切原が好きな歌手の軽快なサウンドは、恋人の福士に選んでもらったものだ。
そう、つまりこれは福士さんからの着信音なわけで。
慌てて起き上がり、携帯を耳に当てる。
『あ、切は』
「もしもし!?福士さん!?!?」
『・・・声デケェよお前』
呆れつつも、少し柔らかい声色。
きっと電話の向こう側では優しく微笑む福士さんがいるんだろう。
あー、なんか顔がニヤける。
「だって、福士さんが電話くれるなんて思わなかったから」
『お、俺だってな、お前が選抜の合宿メンバーに選ばれたって聞いたら電話くらいするっつーの』
福士さんの言葉に、ニヤけていた顔の筋肉が引きつる。
「え?福士さん、知ってたんスか!?」
『いや、俺は知らなかったんだけど。堂本たちが言ってたんだよ』
あいつら俺も知らない情報をどっから仕入れてくるんだ?
ひとり言のように(実際ひとり言のつもりなんだろう)呟く福士さん。
何でもないことのように喋っているけど、オレには結構重要な問題なんですけど。
「そうか、銀華の人にも口止めするべきだった・・・」
がっくりと、文字通り項垂れる。
起き上がる気力もなくて、そのまま横向きにごろんと転がった。
もちろん携帯はしっかり耳に当てたままで。
『口止め?』
「・・・ホントは~、正式に選抜メンバーに選ばれてから報告しようと思ってたんスよ」
そう、オレの中では完璧な計画だった。
合宿の終わり、メンバーが発表されてから福士さんに電話して、「アメリカとの親善試合のメンバーに選ばれたんで試合見に来てくれません?」なんて福士さんを誘う。

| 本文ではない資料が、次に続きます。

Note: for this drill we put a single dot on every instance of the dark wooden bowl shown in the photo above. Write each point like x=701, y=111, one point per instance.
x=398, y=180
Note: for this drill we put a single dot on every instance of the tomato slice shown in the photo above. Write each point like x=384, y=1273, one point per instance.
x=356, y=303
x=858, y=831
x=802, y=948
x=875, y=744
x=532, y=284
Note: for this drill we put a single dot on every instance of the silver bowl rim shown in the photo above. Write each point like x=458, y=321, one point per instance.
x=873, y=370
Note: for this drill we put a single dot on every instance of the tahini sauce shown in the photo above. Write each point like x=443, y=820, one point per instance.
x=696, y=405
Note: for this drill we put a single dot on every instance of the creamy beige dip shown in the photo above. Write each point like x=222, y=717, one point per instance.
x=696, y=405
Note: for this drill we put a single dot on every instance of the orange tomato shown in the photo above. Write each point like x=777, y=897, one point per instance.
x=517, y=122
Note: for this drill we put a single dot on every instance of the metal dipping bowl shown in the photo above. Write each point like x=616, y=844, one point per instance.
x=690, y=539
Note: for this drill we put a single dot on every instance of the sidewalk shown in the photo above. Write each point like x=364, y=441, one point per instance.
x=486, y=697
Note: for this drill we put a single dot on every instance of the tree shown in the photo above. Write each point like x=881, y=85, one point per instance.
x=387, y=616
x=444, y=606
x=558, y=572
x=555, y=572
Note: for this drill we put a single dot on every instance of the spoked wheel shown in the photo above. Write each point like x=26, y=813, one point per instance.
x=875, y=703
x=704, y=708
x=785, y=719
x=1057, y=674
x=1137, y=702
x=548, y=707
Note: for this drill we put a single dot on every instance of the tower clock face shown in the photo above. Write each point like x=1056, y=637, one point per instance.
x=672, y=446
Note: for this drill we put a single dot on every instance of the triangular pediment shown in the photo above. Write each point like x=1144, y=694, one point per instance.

そんで試合では相手チームに圧勝、オレのカッコいいところを存分に見てもらう、という素晴らしい計画で。
そのために普段揶揄ってくる先輩達全員に固く口止めして、これで完璧だと思ったのに。
まさか、銀華の人達からバレてしまうなんて。
恐るべし、銀華の情報網。
『何でだよ』
「だって万が一でも選抜落ちたら、かっこ悪いじゃないッスか」
『・・・お前でもそんなこと考えるんだな』
「そりゃあ、普段はそんなこと考えないけど」
家族にだって友人にだって、いつもは真っ先に知らせる。
受験の時だって、まだ受かってもいないのに周りに立海に行くんだと公言していた。
落ちることなんて考えてなかった。
福士さんのことだけだ。
らしくなく不安になったり、やけに緊張したり。
そんな風になってしまうのは。
でも、
「・・・ミチルのことに関しては別ッスよ」
『へぇ・・・ってオイ!お前今さりげなく名前で呼んだだろ!』
「いいじゃないッスか、減るもんでもないんだし」
『いや、減る!』
「えぇ?可愛いじゃないスか、ミチルちゃん」
『だから名前で呼ぶなって言ってんだろ!』
福士さんのことなら、そんなのも楽しいけどね。